Then, it was there, right in front of me: a beautiful gray fox. Yes, not eight feet away, a gray fox. I can’t begin to describe what a beautiful animal it was. This was why the quail were making so much noise. After a moment’s hesitation, it went to the pond and started drinking. It happened so fast, one moment nothing was there, and the next moment it was there before my eyes. The photographer in me started to kick in gear, should I reach back in the blind and grasp my other camera body with my 100 to 400 zoom lens. I did not want to take my eyes off this splendid animal. So when it bent down for a drink, I just started shooting with my 600mm, subconsciously knowing that my f-stop might be too high, and my resulting shutter speed too slow. And what was I doing on ISO 500?

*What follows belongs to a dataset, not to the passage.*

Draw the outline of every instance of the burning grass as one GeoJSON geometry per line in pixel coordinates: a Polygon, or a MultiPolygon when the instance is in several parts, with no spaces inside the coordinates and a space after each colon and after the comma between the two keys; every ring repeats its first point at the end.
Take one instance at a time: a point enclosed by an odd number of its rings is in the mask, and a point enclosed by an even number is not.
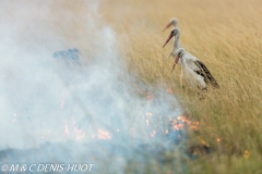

But nothing mattered for the moment as I focused on the gray fox’s head lapping up the precious life giving water. It looked up at me, my flash was going, and would it scare it off? God, I was so close, too bloody close, I couldn’t even keep the ears in the frame as it look at me. Then, in a moment it was off, heading back into the brush. One last look back at me, I switched to vertical, and composed a couple more images, praying that I was in focus. Then, the moment that would last me a lifetime was over, the beautiful gray fox slipped back into the sea of brush where it came from, twenty or thirty heart pounding adrenaline seconds it was over.

Did I compose the images correctly, was I focused on the eyes, did I get enough depth of field, at that moment.  All these thoughts were secondary, for I just witnessed a beautiful animal at home in its environment. For a brief time it shared its life with me, we were connected, and somehow forever joined. I will carry those eyes as it looked back at me and its life spirit with me always in my mind as an everlasting memory.

Upon later reflection, as a friend reminded me, the gray fox too had courage and understanding, courage to come forth out in the open knowing that I was there, and trusting and understanding that I meant no harm.